Louis Garrison (Professor Emeritus at the CHOICE Institute, University of Washington) then presented his view on the issue as an academic health economist. He described the core issue to be the “one-time” nature of many gene therapy treatments, which accrue potentially very large (but also uncertain) health gains over many years. This makes it difficult to establish the value of the product at launch. Louis primarily discussed whether the current HTA landscape provides an appropriate reward and therefore incentive for innovation, and how that reward should optimally be determined. He concluded that our current methods offer a good starting point but suggested that we need to expand the concept and measurement of value to reflect the impact of uncertainty – and its reduction – on value. He also raised the point that we should recognize that real-world evidence has a different role before and after launch.

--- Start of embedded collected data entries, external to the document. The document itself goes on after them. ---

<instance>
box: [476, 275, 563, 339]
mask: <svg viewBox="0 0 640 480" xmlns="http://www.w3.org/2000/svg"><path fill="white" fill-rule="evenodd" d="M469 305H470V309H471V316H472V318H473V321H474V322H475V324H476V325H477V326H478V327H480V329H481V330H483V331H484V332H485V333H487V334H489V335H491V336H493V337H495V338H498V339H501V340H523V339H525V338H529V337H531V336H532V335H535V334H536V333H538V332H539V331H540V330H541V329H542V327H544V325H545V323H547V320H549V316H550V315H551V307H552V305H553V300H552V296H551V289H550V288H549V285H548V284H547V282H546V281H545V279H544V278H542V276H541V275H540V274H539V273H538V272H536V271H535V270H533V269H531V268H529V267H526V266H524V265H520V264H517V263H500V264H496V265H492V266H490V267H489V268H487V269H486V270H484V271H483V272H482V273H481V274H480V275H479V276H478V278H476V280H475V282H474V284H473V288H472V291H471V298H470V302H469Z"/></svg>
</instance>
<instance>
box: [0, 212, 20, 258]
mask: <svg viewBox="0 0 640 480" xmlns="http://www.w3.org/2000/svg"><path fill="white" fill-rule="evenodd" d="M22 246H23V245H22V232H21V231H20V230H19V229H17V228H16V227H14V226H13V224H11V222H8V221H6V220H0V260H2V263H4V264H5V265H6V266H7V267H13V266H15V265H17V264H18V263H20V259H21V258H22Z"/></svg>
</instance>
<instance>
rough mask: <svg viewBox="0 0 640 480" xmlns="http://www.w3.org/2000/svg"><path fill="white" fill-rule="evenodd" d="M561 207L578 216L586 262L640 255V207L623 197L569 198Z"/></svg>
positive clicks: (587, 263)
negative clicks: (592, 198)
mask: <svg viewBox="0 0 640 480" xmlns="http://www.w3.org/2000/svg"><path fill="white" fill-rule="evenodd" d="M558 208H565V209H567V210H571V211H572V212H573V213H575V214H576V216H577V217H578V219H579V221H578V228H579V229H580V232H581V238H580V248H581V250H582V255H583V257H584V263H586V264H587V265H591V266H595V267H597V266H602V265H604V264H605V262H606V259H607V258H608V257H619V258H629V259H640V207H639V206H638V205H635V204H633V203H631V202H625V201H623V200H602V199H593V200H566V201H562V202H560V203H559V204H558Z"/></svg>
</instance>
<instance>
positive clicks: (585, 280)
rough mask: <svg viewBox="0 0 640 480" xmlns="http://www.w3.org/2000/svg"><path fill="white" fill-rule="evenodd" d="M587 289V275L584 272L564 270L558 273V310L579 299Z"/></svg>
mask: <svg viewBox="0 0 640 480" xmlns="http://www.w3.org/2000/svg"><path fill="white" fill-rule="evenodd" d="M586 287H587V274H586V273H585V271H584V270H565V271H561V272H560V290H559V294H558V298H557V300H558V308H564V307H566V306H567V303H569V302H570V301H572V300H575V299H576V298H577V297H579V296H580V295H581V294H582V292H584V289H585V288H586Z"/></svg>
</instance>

Next up, Mark Skinner (President and CEO of the Institute of Policy Advancement) also discussed the role of real-world evidence from a patient’s perspective, applying his experience of haemophilia. One of his key points was about ensuring that the data generated extends beyond clinical status and contains information that is relevant to patients. He cited a report by the Institute for Clinical and Economic Review (ICER) in the US, reviewing emicizumab for haemophilia A, in which they describe the need to be aware of “important benefits and contextual considerations that are not typically captured in cost-effectiveness analysis”. As mentioned in the figure above, incorporating additional value elements may be required to capture the full potential of gene therapies, such as spillover effects on family members, carers and society. Mark called for the inclusion of the patient perspective throughout the process of gene therapy development, suggesting that this would improve the shared decision-making process.
Finally, Patricia Dorling (Senior Director at Pfizer) took us through the challenges with an industry lens. She highlighted challenges in clinical research for rare diseases as well as HTA. Patricia drew attention to the fact that gene therapies are innovative treatments with potential curative benefits, and that current value frameworks are not likely to capture their full value. Using betibeglogene autotemcel (a gene therapy for transfusion dependent thalassemia) as a case study, she was able to provide evidence of the challenges faced during HTA in a selection of countries whilst also demonstrating different reimbursement outcomes based on different approaches to evaluating gene therapies.
Adrian brought the session to a close by asking the panellists to share their main takeaways from the session. In Louis Garrison’s closing remarks, he argued that there is market failure in terms of collection of real-world evidence post-launch, as it is unclear who should bear this cost: the result is that data is undersupplied. This issue is particularly exacerbated in the case of rare diseases. Mark Skinner emphasised the need for early alignment between all stakeholders, ensuring that patient-important outcomes are captured. Patricia Dorling added that clinical trials are often designed to generate the data required to gain regulatory approval and that requests for more data at the HTA phase pose a big challenge for industry, especially in rare diseases where the number of patients is very small.
In his own closing remarks, Adrian identified two common themes across all panellists. The first common theme was an acknowledgement that it won’t always be possible to obtain the data needed from randomised controlled trials, and the need to collect further observational data. Secondly, there was a consensus amongst the experts that there is a need to incorporate additional value elements.